Comprehensive visual identity for the brand
Lifestyle magazine.
HOEK is an integrated project that combines urban narrative with street aesthetics, extending across various media: print, fashion, and web. It represents a modern approach to visual design, where the magazine becomes a cultural statement, the clothing acts as a carrier of identity, and the website serves as a digital archive and distribution platform.
The Challenge
A desire to create a brand that combines fashion with culture.
The Goal
To create a complete, cohesive visual identity that works effectively in both print and digital media.

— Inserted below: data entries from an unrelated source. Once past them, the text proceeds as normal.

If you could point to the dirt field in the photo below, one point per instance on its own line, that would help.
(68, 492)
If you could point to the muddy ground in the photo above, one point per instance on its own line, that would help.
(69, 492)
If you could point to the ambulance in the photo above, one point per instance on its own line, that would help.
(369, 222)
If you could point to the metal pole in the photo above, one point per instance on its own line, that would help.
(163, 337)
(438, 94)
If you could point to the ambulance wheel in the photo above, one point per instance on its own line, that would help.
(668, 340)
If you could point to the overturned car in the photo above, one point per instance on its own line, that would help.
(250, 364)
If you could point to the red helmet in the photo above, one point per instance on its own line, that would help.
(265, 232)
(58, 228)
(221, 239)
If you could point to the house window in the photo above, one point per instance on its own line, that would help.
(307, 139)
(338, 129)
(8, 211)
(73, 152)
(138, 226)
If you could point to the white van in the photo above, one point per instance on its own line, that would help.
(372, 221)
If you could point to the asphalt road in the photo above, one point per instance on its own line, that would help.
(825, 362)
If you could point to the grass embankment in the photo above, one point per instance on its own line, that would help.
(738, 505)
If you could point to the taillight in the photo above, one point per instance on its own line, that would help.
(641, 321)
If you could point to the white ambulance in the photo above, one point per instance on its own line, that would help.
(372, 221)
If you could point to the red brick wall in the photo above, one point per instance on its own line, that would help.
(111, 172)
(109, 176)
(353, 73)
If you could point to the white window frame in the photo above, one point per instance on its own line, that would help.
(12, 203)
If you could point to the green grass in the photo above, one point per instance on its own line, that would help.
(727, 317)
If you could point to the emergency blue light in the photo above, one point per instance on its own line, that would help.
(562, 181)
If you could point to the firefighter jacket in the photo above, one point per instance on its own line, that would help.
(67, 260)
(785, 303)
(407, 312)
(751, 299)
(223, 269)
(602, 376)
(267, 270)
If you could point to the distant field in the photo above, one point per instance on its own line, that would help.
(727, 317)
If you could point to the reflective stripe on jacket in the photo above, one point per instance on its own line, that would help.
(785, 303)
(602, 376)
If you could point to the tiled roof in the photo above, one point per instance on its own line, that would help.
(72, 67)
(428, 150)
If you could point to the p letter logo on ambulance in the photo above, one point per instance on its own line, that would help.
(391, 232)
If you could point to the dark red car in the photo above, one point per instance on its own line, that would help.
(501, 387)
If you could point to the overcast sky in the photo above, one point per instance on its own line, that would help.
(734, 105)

I conducted my own interviews with a local painter and a girl who skateboards. Additionally, I incorporated excerpts from interviews from other sources (blogs, podcasts). These stories became the core of the magazine’s content, they added authenticity and showed that HOEK is not just an aesthetic, but real voices.
Moodboard
The moodboard was created as the starting point for the entire HOEK visual identity. It brought together photographs, textures, typography experiments, magazine spreads, street tags, skate culture references, details and underground zine aebrutalist architecturesthetics.
The website serves as a dedicated platform for selling the limited clothing collection inspired by the project's raw, urban aesthetic. It acts as a complement to the primary medium — the printed magazine.
What was created?
HOEK Magazine – a physical edition (cover hand-spray-painted) Website – a dedicated platform for selling a limited clothing collection. T-shirts – a limited series of shirts featuring the HOEK logo and graphics. Stickers – a sticker pack with logo variations. Posters – a series of promotional and artistic posters.
The poster creation process was inspired by experimenting with a scanner. Instead of classic digital design, I put into the scanner physical elements: hand-drawn tags, cut pieces of paper. Intentionally I moved objects during scanning, lightly I lifted the cover in order to let in light, I applied layers multiple times and extremely I changed contrast. These raw scans became the base for the posters.
The T-shirts were made using screen printing. They were purchased second-hand and then screen-printed.
Outcomes
The project resulted in a cohesive multi-medium brand that bridges print culture and street fashion. I learned the power of authentic, hands-on elements (like hand-sprayed covers and real interviews) in building emotional connection.